Ese es el lado positivo. La otra cara de la moneda. Revela la cruda realidad. Y no sólo del deporte poblano. En general el nivel en México es pobre.
Aunque siempre es bueno sembrar la semilla. Con el riesgo que los gobiernos venideros. Vuelvan a enterrar las ilusiones de la juventud poblana.
En el término justo la Olimpiada Nacional 2025, volvió a revelar el nivel -bajo- real de la delegación poblana. Volvió a ubicarse fuera del top ten del medallero general. Las escasas 11 medallas de oro, fueron insuficientes para superar el escalón 25 de la clasificación. De un total de 36 representantes del país.
Se requiere de intenso trabajo del gobierno del estado -a través de la Secretaría del Deporte y Juventud a cargo de La “Bonita” Sánchez-. Los presidentes de las asociaciones deportivas -la mayoría sólo ven el negocio-. Por supuesto los deportistas, quienes son apoyados por sus familiares.
Los 11 oros, conseguidos por atletas poblanos fueron: 3 en luchas asociadas -grecorromana y libre-. Un par en gimnasia de trampolín. Otras 3 en atletismo. Una más en judo. Otra en rugby y una en escalada.
Muy lejos de las 480 preseas doradas del campeón Jalisco. Las 264 de Nuevo León, segundo lugar. Y las 172 de Baja California del tercer sitio de la clasificación general.
Sin demeritar el esfuerzo de los deportistas poblanos. Ni el positivo apoyo del gobierno de Alejandro Armenta.
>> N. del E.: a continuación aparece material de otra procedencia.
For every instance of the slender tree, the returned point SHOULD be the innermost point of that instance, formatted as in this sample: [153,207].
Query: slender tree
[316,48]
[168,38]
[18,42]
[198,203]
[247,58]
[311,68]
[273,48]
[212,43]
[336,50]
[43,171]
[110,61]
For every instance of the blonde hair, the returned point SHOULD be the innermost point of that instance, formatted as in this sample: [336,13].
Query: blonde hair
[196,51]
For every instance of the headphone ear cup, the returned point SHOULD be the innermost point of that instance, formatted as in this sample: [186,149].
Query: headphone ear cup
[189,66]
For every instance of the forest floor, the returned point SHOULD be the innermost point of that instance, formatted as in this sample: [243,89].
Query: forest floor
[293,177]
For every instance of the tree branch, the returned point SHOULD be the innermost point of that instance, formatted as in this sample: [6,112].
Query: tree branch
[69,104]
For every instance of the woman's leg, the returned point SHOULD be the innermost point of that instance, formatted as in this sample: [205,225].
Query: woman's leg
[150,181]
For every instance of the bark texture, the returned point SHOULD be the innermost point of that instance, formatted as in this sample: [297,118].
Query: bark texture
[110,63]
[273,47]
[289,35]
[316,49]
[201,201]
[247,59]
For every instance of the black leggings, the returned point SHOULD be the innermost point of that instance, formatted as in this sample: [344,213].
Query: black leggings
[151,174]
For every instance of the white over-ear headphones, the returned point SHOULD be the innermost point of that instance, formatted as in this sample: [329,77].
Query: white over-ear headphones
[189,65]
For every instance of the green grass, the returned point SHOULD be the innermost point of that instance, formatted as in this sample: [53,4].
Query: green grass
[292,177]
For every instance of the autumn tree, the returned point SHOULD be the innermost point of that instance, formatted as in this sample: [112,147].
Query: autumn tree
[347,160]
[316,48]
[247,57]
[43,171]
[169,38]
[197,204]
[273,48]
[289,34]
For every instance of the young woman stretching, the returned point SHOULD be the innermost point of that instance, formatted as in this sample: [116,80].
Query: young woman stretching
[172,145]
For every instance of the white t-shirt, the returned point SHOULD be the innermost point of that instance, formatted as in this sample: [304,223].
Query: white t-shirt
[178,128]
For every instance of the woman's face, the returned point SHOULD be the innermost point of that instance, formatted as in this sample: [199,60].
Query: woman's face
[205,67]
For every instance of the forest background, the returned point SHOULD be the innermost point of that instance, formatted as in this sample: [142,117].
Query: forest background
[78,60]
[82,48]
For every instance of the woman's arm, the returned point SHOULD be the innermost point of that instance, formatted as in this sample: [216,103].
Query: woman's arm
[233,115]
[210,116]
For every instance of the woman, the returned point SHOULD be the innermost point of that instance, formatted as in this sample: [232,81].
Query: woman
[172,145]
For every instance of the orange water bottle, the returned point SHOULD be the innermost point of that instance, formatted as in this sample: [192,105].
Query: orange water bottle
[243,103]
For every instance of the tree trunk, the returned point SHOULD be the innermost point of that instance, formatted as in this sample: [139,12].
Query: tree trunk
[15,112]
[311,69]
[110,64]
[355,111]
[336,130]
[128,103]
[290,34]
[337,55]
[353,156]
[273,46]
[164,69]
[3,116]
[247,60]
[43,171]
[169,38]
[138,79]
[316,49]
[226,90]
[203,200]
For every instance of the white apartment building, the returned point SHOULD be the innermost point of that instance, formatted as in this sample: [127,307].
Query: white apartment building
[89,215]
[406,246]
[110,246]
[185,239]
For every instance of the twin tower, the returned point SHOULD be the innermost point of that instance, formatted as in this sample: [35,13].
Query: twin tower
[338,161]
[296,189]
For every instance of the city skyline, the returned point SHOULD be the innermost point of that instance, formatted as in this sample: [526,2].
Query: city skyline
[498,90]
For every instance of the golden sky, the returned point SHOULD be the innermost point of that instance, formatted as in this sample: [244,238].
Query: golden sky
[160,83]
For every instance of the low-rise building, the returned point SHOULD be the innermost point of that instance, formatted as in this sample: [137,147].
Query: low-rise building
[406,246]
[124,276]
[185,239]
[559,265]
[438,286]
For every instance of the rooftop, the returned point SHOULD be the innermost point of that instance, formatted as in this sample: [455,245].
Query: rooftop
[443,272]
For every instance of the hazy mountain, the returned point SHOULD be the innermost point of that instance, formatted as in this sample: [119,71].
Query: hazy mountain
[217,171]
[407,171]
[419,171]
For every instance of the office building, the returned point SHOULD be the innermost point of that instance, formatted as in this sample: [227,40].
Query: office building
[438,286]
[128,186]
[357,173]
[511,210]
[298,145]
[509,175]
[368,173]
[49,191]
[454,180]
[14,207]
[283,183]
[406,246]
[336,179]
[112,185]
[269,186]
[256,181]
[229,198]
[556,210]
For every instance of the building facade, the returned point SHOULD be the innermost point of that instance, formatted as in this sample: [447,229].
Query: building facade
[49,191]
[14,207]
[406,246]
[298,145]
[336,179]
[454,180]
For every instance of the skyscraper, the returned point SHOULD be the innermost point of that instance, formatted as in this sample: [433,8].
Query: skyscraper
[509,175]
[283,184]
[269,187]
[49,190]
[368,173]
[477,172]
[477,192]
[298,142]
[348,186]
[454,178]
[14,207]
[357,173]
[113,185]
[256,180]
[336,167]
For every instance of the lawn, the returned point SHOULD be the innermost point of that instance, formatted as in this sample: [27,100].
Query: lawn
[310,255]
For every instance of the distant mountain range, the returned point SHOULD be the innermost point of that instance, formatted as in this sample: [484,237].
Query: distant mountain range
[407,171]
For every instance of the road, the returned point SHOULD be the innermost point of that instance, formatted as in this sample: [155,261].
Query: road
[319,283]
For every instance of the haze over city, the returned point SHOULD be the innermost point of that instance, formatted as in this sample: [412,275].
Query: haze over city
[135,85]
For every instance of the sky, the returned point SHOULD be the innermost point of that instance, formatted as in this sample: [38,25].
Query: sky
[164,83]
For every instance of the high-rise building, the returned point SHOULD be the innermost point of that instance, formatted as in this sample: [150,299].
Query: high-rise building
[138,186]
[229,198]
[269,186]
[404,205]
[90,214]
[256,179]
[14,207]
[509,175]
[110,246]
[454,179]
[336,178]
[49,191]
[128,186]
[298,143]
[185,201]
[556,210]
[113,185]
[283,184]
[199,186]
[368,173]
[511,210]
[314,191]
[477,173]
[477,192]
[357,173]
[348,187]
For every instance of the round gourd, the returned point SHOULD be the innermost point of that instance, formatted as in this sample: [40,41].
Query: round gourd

Se necesitan más que buenas intenciones para que Puebla, sea tierra de campeones.
El esfuerzo de que Puebla, fuera sede del boxeo. Deporte en el que se desempeña “La Bonita” Sánchez, albergó esperanzas de que los poblanos se bañaran de oro. Pero la frustrante participación de los pugilistas poblanos no alcanzó.
Tanto que en la función inicial, ninguno de los participantes locales, salió con el brazo el alto. El gobernador Alejandro Armenta, se salió molesto de gimnasio Miguel Hidalgo. Para trasladarse mejor al juego de béisbol de Pericos de Puebla.